Certain debt management companies charge a fee to create a budget, help lower overall debt, or otherwise help you get your debt under control. If you have just a little debt, you may be able to pay it back without anyone’s assistance.
If you have good credit and only a few hundreds of dollars in debt, you may be able to pay it back in a few weeks with some planning. A personal loan or an interest-free credit card could pay off your existing debt and save you time and money down the road.
Credit cards have the highest interest rate of all debt types. Interest rates are usually between 20 to 30 percent, but some cards have rates into the low forties. When you pay your card each month, you must pay the interest charges before your payment touches your principal debt.
The longer it takes for you to pay off the principal, the more you will end up paying in interest charges. If you only pay the minimum monthly payment, it could take you years and thousands of dollars to pay off your debt.
Similarly, paying the minimum amount on multiple accounts is costly and does little to positively affect your debt. Consider the following scenarios:
- You have a total debt of $10,000 that is equally dispersed on four cards with interest rates at 20 percent. Each card has a minimum monthly payment of $50. It would take 109 months and more than $11,000 in interest charges to pay back the debt.
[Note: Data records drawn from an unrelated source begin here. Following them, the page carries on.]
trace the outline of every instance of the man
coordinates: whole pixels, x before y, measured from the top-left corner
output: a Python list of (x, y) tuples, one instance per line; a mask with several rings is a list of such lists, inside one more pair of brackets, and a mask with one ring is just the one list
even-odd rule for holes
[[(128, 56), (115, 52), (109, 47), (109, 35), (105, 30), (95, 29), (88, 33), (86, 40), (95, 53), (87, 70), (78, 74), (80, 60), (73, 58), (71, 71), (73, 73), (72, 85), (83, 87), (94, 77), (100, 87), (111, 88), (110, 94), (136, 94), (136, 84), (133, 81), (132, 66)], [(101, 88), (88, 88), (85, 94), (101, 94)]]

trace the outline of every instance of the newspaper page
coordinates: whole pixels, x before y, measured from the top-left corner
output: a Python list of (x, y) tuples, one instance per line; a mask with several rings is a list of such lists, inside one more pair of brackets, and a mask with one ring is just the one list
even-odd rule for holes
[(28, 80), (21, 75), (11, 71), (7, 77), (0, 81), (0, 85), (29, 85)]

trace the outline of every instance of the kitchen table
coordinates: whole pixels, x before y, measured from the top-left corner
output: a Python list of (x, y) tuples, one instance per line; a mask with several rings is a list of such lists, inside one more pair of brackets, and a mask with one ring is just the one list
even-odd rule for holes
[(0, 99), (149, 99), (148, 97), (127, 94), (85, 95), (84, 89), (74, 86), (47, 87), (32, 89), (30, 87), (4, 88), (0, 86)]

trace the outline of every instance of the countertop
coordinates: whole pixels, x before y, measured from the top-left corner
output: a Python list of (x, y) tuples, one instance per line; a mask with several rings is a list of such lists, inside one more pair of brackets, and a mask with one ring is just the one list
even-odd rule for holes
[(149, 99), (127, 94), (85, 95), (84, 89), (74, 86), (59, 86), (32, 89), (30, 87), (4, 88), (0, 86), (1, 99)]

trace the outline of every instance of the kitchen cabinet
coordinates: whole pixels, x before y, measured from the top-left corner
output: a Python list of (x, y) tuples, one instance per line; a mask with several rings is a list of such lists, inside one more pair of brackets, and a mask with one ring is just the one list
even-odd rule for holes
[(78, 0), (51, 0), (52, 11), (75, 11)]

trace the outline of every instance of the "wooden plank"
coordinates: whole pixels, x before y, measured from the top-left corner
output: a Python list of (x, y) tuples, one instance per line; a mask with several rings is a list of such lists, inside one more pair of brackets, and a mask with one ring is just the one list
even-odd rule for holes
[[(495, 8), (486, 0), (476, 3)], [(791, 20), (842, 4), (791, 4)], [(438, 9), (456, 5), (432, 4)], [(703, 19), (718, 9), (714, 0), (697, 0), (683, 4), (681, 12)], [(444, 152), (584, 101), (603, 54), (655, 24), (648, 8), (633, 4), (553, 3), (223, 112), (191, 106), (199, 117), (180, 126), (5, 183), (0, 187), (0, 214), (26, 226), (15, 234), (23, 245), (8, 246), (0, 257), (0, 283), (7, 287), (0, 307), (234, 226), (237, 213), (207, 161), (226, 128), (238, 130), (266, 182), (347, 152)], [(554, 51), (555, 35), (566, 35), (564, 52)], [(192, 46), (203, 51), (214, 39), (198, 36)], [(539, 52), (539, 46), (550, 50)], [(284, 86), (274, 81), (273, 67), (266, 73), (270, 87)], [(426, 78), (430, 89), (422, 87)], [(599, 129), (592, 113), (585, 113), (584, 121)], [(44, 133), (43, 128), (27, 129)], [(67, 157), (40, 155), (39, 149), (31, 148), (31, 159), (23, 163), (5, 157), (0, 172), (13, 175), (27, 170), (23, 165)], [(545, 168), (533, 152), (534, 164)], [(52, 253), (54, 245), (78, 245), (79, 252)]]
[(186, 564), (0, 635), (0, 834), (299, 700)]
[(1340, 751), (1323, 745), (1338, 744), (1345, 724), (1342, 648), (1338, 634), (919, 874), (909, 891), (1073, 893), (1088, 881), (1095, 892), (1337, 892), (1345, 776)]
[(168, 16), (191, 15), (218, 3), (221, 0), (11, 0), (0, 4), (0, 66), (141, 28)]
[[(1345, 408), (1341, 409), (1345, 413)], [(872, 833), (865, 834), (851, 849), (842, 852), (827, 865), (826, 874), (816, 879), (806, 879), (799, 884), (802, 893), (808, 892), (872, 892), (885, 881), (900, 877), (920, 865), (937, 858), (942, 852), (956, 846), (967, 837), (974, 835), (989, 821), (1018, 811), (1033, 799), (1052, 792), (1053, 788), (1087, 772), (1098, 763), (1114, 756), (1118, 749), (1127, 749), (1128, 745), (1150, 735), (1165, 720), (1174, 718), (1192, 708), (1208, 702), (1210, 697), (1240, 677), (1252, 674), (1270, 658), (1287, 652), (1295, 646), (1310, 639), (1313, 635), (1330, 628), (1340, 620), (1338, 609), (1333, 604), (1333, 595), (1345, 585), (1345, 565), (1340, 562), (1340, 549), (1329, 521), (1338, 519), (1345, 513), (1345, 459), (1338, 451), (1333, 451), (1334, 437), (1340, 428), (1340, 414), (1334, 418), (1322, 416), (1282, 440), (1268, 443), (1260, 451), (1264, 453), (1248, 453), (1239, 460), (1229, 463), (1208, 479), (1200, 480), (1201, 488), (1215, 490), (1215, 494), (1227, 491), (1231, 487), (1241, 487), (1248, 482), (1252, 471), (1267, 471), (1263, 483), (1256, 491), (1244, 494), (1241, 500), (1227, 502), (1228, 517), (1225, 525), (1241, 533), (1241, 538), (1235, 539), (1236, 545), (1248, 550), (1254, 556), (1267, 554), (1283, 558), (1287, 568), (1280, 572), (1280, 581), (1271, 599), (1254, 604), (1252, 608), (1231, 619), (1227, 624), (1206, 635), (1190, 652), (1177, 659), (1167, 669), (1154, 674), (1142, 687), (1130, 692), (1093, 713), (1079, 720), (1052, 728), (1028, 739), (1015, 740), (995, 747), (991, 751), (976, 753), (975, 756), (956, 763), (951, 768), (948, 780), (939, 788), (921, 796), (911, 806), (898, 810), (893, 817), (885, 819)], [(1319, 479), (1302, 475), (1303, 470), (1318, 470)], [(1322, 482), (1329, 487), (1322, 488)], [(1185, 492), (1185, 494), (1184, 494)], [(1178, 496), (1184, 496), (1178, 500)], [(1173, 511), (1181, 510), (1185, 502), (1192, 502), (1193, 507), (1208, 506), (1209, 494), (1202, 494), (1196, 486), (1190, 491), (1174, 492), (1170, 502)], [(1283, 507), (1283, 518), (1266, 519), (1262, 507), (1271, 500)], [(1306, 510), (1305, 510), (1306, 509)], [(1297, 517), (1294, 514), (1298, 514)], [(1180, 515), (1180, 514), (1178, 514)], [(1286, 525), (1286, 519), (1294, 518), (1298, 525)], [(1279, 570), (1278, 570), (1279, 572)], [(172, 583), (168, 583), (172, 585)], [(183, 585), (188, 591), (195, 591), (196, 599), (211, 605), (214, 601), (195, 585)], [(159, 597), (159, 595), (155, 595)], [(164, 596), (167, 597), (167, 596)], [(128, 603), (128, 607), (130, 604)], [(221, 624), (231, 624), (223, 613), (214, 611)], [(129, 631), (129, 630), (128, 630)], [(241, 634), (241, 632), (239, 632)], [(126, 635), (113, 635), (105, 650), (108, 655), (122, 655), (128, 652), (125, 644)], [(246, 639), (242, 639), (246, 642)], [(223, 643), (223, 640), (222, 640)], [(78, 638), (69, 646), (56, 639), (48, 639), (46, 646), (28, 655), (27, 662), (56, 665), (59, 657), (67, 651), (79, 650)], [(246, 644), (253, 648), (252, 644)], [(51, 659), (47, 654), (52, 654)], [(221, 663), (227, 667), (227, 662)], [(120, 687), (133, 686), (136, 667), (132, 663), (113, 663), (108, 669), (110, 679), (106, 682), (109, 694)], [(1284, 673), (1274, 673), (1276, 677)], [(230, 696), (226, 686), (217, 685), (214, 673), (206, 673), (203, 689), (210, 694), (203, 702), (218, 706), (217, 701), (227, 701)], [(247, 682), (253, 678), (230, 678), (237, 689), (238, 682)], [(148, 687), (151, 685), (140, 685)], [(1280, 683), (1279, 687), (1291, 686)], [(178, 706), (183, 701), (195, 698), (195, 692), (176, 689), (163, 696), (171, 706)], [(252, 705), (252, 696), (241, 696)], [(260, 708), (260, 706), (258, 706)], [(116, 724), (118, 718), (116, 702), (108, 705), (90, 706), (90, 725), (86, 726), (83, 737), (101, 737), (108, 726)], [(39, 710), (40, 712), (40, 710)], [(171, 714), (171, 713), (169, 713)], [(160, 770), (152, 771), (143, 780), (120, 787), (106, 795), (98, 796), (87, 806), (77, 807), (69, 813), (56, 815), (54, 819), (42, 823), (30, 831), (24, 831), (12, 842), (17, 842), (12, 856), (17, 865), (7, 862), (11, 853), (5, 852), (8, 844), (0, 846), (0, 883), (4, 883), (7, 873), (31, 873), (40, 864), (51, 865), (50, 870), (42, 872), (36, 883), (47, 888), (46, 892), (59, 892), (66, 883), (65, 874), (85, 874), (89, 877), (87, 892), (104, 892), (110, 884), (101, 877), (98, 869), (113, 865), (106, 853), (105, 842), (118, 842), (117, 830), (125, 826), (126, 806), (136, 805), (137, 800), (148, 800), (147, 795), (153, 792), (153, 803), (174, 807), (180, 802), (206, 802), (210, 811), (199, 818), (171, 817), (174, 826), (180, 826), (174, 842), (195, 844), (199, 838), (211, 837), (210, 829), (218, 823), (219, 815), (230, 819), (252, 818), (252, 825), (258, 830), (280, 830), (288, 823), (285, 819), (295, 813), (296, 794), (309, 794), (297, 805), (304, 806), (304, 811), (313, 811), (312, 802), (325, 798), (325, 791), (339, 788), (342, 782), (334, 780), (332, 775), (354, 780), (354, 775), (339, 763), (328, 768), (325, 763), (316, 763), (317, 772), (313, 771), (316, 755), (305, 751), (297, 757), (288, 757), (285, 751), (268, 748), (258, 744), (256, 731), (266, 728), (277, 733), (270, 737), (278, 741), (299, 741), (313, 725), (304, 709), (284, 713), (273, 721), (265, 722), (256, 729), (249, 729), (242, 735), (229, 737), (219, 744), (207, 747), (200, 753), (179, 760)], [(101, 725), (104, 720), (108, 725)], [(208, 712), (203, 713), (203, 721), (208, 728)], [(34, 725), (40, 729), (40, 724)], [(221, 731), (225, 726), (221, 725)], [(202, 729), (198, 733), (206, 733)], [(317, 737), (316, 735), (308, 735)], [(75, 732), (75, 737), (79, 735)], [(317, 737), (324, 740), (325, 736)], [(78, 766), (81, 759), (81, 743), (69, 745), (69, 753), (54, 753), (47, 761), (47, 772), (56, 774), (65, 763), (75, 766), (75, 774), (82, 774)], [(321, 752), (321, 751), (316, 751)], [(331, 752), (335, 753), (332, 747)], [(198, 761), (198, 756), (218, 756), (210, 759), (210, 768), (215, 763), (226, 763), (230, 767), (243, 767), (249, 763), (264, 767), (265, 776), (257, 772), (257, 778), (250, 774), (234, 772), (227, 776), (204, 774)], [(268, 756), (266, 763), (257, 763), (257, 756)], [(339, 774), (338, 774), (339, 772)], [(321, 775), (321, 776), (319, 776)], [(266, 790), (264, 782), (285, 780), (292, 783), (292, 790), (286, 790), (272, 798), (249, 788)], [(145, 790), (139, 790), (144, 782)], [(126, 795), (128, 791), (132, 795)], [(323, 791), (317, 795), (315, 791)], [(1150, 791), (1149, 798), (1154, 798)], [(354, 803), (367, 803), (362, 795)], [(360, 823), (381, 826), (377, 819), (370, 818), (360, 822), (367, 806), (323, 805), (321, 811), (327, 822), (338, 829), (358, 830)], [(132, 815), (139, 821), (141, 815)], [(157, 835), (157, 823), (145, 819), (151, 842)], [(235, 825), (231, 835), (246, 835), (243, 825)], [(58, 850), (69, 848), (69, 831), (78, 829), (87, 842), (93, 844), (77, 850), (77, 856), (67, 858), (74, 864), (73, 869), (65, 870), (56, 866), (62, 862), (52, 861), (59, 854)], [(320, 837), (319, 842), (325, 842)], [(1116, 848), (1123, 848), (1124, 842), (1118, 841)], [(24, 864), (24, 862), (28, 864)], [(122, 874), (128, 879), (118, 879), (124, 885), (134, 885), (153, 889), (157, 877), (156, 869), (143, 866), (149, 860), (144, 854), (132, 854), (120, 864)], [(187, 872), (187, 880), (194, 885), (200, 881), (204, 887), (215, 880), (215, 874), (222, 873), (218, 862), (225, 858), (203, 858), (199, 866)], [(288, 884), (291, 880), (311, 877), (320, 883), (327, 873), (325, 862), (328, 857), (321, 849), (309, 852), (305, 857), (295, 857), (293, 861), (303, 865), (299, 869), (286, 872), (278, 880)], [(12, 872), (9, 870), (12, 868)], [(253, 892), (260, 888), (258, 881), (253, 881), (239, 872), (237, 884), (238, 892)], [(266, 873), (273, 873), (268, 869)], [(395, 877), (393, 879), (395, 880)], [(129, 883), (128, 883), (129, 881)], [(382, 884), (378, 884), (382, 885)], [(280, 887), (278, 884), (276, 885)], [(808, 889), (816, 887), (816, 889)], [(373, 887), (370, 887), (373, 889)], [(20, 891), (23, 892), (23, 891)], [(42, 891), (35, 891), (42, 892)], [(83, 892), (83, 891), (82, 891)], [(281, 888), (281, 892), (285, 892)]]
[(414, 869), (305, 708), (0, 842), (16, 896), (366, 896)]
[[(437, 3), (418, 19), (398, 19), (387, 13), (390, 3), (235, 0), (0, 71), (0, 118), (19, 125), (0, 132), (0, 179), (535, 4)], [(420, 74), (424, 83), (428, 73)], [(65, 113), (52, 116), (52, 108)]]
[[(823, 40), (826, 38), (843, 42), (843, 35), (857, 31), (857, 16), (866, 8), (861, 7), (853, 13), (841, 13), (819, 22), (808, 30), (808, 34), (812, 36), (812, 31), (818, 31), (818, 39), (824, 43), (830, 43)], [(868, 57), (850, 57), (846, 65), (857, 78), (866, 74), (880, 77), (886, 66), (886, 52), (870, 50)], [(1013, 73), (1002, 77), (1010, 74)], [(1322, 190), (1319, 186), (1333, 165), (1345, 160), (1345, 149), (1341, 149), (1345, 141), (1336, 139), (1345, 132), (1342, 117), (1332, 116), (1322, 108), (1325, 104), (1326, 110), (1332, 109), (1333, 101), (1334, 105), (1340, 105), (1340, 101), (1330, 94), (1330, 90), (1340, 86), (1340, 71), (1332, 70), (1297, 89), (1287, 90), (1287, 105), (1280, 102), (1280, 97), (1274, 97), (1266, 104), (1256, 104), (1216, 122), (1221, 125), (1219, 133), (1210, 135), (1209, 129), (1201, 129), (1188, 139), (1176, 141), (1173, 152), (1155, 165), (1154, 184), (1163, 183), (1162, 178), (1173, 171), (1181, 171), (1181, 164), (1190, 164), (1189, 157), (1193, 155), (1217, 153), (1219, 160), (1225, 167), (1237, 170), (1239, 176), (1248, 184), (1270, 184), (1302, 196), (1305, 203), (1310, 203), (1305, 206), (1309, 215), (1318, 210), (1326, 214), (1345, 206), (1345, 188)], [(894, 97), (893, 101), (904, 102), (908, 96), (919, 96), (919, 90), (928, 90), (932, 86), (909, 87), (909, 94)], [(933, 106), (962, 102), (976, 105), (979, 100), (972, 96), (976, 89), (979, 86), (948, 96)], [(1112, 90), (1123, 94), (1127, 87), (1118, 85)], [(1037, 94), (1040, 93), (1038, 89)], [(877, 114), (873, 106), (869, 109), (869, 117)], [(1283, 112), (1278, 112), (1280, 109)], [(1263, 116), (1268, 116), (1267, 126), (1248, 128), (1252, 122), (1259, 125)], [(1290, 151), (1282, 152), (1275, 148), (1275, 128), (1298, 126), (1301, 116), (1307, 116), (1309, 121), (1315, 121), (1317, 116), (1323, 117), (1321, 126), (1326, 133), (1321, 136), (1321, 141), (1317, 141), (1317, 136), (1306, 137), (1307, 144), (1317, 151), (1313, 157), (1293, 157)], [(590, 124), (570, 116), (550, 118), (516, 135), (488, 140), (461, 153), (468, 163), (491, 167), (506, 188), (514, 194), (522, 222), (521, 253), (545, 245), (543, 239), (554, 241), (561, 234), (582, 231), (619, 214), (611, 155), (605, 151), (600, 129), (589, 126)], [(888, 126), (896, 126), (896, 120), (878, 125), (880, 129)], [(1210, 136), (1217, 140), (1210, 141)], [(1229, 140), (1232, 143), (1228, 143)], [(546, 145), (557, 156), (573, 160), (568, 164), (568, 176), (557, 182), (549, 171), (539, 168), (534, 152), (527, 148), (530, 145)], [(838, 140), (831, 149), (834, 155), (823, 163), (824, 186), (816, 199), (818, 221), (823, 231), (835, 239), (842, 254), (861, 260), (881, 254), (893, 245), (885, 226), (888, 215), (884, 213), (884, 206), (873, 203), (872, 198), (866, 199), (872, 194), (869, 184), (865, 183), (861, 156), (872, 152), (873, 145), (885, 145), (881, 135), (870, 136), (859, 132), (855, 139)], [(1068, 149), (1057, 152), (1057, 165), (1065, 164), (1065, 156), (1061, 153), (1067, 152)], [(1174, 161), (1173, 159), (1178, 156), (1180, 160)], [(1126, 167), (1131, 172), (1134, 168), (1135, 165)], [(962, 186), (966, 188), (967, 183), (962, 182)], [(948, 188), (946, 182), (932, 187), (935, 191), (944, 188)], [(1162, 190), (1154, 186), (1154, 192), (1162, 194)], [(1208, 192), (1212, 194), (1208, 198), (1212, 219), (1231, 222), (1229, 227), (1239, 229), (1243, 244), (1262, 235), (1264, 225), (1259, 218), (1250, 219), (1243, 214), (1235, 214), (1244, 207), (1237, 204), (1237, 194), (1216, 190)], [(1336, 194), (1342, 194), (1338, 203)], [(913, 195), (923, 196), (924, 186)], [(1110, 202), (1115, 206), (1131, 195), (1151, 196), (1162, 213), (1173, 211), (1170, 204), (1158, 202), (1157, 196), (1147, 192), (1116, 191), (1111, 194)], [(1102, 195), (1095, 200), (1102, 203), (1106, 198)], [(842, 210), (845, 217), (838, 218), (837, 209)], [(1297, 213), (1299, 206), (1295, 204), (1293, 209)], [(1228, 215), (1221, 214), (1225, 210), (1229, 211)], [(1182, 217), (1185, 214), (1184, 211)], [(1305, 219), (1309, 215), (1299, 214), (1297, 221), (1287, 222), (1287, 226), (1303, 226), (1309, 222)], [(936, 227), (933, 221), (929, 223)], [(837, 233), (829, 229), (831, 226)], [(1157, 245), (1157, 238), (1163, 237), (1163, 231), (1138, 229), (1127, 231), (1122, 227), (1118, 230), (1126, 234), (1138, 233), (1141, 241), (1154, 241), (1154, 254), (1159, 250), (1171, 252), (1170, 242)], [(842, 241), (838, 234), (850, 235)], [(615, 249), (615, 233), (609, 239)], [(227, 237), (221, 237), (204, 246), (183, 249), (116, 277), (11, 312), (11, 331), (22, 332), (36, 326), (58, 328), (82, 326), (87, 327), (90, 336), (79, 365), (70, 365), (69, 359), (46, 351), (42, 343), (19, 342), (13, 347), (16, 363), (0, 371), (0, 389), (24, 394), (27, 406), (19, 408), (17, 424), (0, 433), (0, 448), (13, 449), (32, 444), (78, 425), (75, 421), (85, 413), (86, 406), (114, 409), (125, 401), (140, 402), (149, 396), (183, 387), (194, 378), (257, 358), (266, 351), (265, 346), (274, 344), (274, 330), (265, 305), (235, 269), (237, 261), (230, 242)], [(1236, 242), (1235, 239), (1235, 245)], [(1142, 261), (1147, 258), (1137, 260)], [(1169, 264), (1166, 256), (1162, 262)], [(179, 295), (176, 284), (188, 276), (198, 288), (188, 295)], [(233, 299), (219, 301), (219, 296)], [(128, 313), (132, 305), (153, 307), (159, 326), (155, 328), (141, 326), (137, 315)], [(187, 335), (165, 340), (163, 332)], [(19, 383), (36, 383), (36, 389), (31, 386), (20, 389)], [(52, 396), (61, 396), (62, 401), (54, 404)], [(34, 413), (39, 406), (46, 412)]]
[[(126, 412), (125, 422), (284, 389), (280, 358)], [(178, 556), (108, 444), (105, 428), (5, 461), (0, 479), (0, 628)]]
- You have a total debt of $10,000 that is on a personal loan with a 6 percent interest rate. By paying the same $200 each month, your debt will be paid in 58 months with only $1,536 in interest charges.
If your debt is not from credit card accounts, then you may need to speak with the lender directly. For example, you may need to work with the Internal Revenue Service (IRS) to pay back any back debt.
Declaring bankruptcy should be your last option. It ruins your credit score and does not eliminate your debt. In almost all cases, you will still need to pay your debt after declaring bankruptcy.